V. TEMYİZ İNCELEMESİ
1. Uyuşmazlık ve Hukuki Nitelendirme
Dava, davalılardan ... ve bu şirketin ortakları yönünden haksız rekabete dayalı olarak tazminat talebi, diğer davalılar yönünden yöneticinin sorumluluğu hükümleri uyarına meydana gelen zararın tespiti ve şirkete ödenmesi istemine ilişkindir.
2. İlgili Hukuk
6100 sayılı Hukuk Muhakemeleri Kanunu’nun (6100 sayılı Kanun) 369 uncu maddesinin birinci fıkrası ile 370 ve 371 inci maddeleri.
3. Değerlendirme
İlk Derece Mahkemesince verilen karara yönelik olarak yapılan istinaf başvurusu üzerine 6100 sayılı Kanun'un 355 vd. maddeleri kapsamında yöntemince yapılan inceleme sonucunda Bölge Adliye Mahkemesince esastan verilen nihai kararda, dosya kapsamına göre saptanan somut uyuşmazlık bakımından uygulanması gereken hukuk kurallarına aykırı bir yön olmadığı gibi aynı Kanun'un 369 uncu maddesinin birinci fıkrası ve 371 inci maddelerinin uygulanmasını gerektirici nedenlerin de bulunmamasına göre usul ve yasaya uygun Bölge Adliye Mahkemesi kararının onanmasına karar vermek gerekmiştir.

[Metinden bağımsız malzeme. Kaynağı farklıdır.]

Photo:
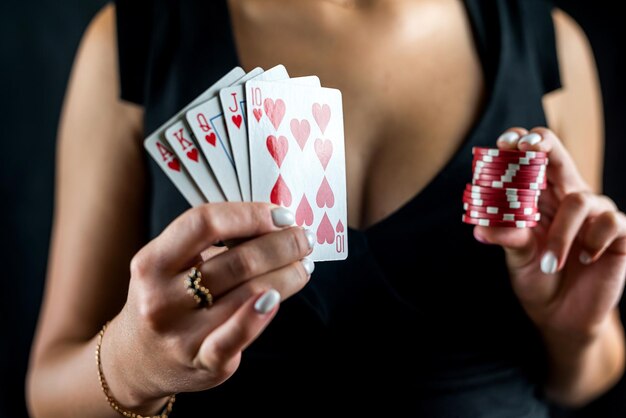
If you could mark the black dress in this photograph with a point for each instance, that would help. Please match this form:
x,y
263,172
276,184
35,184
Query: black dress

VI.SONUÇ: Yukarıda açıklanan nedenlerle, davacıların temyiz itirazlarının reddi ile Bölge Adliye Mahkemesince verilen kararın 6100 sayılı Kanun'un 370 inci maddesinin birinci fıkrası uyarınca ONANMASINA, aynı Kanun'un 372 nci maddesi uyarınca işlem yapılmak üzere dava dosyasının İlk Derece Mahkemesine, kararın bir örneğinin Bölge Adliye Mahkemesine gönderilmesine, aşağıda yazılı temyiz giderinin temyiz edenlere yükletilmesine, 04.11.2024 tarihinde kesin olarak oybirliğiyle karar verildi.